De anti-dubbeltelregel is opgenomen om ervoor te zorgen dat grond die eenmaal in aanmerking is genomen bij het toestaan van een bouwplan waaraan uitvoering is of alsnog kan worden gegeven, bij de beoordeling van latere bouwplannen buiten beschouwing wordt gelaten.

6.2.2.2 Algemene bouwregels

Dit artikel regelt enkele aspecten met betrekking tot algemene bouwregels.

6.2.2.3 Algemene gebruiksregels

Dit artikel regelt enkele aspecten met betrekking tot het gebruik van gronden.

6.2.2.4 Algemene aanduidingsregels

Dit artikel regelt enkele aspecten met betrekking tot de gebruikte aanduidingen.

6.2.2.5 Algemene afwijkingsregels

Door middel van de algemene afwijkingsbevoegdheid kunnen burgemeester en wethouders bij het verlenen van een omgevingsvergunning afwijken van de bestemmingsplanregels voor onder andere geringe overschrijding van bepaalde bouwregels, alsmede voor kunstobjecten, bouwwerken van openbaar nut, telecommunicatievoorzieningen enzovoort. Deze bevoegdheid vergroot de flexibiliteit van het plan.

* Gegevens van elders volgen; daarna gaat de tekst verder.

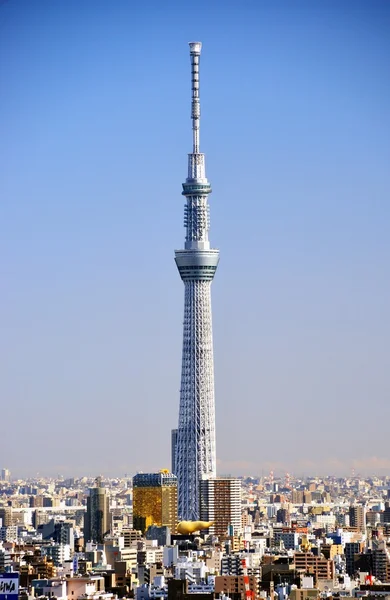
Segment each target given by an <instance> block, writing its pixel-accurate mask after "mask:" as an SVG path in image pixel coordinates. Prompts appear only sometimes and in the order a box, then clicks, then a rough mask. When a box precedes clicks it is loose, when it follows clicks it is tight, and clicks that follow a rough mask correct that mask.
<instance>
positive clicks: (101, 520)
mask: <svg viewBox="0 0 390 600" xmlns="http://www.w3.org/2000/svg"><path fill="white" fill-rule="evenodd" d="M109 502H110V501H109V497H108V494H107V489H106V488H104V487H102V484H101V479H100V477H97V478H96V486H95V487H93V488H90V490H89V496H88V499H87V512H86V513H85V517H84V540H85V541H86V542H98V543H102V542H103V539H104V536H105V535H106V534H107V533H110V504H109Z"/></svg>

6.2.2.6 Algemene wijzigingsregels

In dit artikel is opgenomen aan welke voorwaarden moet worden voldaan ingeval gebruik gemaakt wordt van de wijzigingsmogelijkheden.

6.2.2.7 Algemene procedureregels

In dit artikel is de procedure beschreven die gevolgd moet worden bij een uitwerking of wijziging van het plan, dan wel het stellen van nadere eisen.

6.2.3 Overgangs- en slotregels

Hoofdstuk 4 bevat regels omtrent overgangsrecht en de slotregel. Deze gelden voor het hele plangebied.

6.2.3.1 Overgangsrecht

Dit artikel regelt ten aanzien van gebouwen en van gebruik dat bestaande gebouwen of bestaand gebruik dat afwijkt van het plan, onder voorwaarden mag worden voortgezet.

6.2.3.2 Slotregel

In dit artikel staat de naam van het bestemmingsplan.